14 Mayıs 2010

Huzurlu...

Huzuru derin soluğuyla enginlerine taşıyordu deniz, sonra veriyordu dalga dalga...

Vardı, yaşıyordu.

Her solukta bunu hissediyordu.

Her ne kadar yüzünü, gözünü dağıtan fırtınalı sorgulamaları yaşasa da yüzeylerde, gönlünün ta içinde her zaman sakindi. Denizin daimi konukları rengarenk ve çeşit çeşit balıklar, mercanlar birkaç yüz metre yukarıda neler olabileceğini asla düşünemeyecek kadar mutlak sükunete alışkındılar.

Ah deniz!

Sen de varsın, aynı benim gibi!

Belli ki sen de şaşkınsın bu varlılığa, aynı benim gibi!
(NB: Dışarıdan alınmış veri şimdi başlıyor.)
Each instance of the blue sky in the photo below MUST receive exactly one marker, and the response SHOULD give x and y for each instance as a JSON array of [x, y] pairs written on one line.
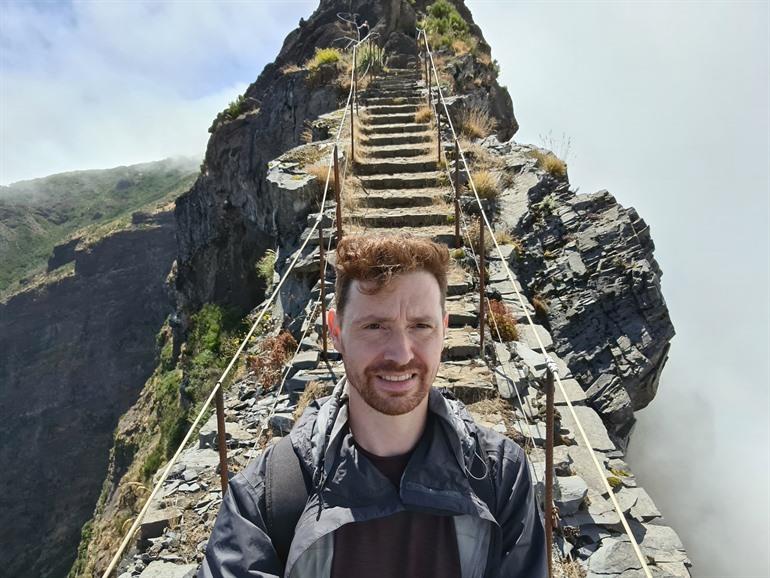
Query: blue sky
[[665, 104]]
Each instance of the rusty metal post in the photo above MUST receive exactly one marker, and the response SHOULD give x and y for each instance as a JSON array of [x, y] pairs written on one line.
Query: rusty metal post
[[548, 506], [321, 263], [457, 194], [337, 194], [352, 135], [221, 441], [482, 289], [355, 76]]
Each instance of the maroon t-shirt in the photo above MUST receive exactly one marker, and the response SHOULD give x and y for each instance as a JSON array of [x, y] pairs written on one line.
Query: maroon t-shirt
[[404, 545]]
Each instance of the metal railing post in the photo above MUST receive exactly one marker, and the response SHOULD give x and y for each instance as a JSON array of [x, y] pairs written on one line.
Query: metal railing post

Her yerde tam karşımıza çıkıveren, alayla sırıtan anlamsızlığı farkedince sen de kabarıp şaşkınlıkla köpürebiliyorsun, bulamayacağını bildiğin bir minik sığınak arayışıyla kaçışıyorsun sağa sola, aynı benim gibi!

Ve sen de ancak o zaman, gönlünün derinlerindeki mutlak huzuru farkettiğin zaman kendine gelebiliyorsun, verdiğin yumuşak soluğun hafif ısısı gökyüzünü aşıp kainata taşıyor, bir bir öpüyor yıldızları, aynı benim gibi!